With extra revenues like these, Government can afford to spend tens of millions on affirmative action for indigenous Fijians, without depriving any other Ministry.
Government could afford to provide enough subsidies to double or triple the current rents being paid for all the native leases under ALTA, NALTA or whatever scheme is found sustainable of efficient commercial farming. Government could spend decent amounts resettling displaced farmers into productive livelihoods.
Government would have enough left over to further boost education and health, and give far more to social welfare than it does currently. Heaven forbid, we could even pay for another NBF disaster!
But to give extra lollies out requires good economic growth. And that requires the confidence of thousands of citizens and investors, big and small, nationals and expatriates.
Sadly, that confidence is not here and there is little evidence of it returning.
Investors see a legitimate government deposed, without any evidence of wrong-doing- towards indigenous land, or Fijian institutions of authority, or other similar allegations.
Yet others accused of blatant wrong-doing are let off by the authorities, for all kinds of strange reasons.
Investors are puzzled why a political solution is not emerging.
The leaders of the deposed Government have made the critical concession of agreeing to a Government of National Unity, which would include members of the current Interim Administration.
Yet the Interim Administration does not respond, except for hollow calls for reconciliation
Investors worry that the Interim Administration continues to support a Constitution Review Committee which has been declared illegal by the High Court, and the majority of whose members, do not have the confidence of the bulk of the thinking people of the country.
What will their findings achieve?
Investor confidence cannot be turned on and off like a water tap or a light switch.
Even if some political consensus were reached tomorrow, by the wave of a magical wand, investors will cautiously wait for a few more years to see if the peace and harmony is genuinely long-lasting.

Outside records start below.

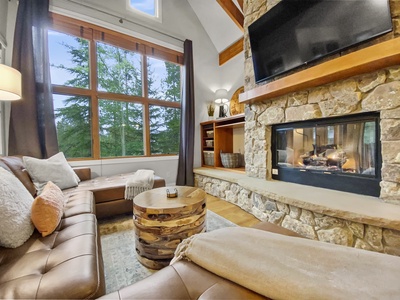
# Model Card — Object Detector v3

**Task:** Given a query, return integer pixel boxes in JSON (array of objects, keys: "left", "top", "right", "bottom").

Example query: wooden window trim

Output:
[
  {"left": 50, "top": 13, "right": 183, "bottom": 65},
  {"left": 49, "top": 13, "right": 183, "bottom": 160}
]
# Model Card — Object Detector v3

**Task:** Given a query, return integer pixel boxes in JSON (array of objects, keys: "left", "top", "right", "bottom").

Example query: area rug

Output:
[{"left": 99, "top": 210, "right": 237, "bottom": 294}]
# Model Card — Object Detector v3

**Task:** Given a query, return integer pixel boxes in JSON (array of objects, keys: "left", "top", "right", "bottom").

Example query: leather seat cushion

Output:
[
  {"left": 100, "top": 261, "right": 265, "bottom": 300},
  {"left": 0, "top": 214, "right": 104, "bottom": 299},
  {"left": 63, "top": 173, "right": 165, "bottom": 203},
  {"left": 64, "top": 190, "right": 96, "bottom": 218}
]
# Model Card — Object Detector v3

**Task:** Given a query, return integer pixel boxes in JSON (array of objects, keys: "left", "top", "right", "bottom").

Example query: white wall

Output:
[{"left": 4, "top": 0, "right": 244, "bottom": 184}]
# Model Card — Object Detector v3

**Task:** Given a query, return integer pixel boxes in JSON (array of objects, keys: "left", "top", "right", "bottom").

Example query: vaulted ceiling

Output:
[{"left": 188, "top": 0, "right": 244, "bottom": 65}]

They will fear that another group of power-hungry people, with selfish agendas, may again throw another spanner in the works.
Long-term growth is going to be a long-time coming. And every year, our people fail to realise and enjoy our full growth potential, as I have outlined above.
Come on, politicians and power-brokers behind the scenes. Give this country a break.
But break up our country any more, and like Humpty Dumpty, our children will not be able to put the pieces together again.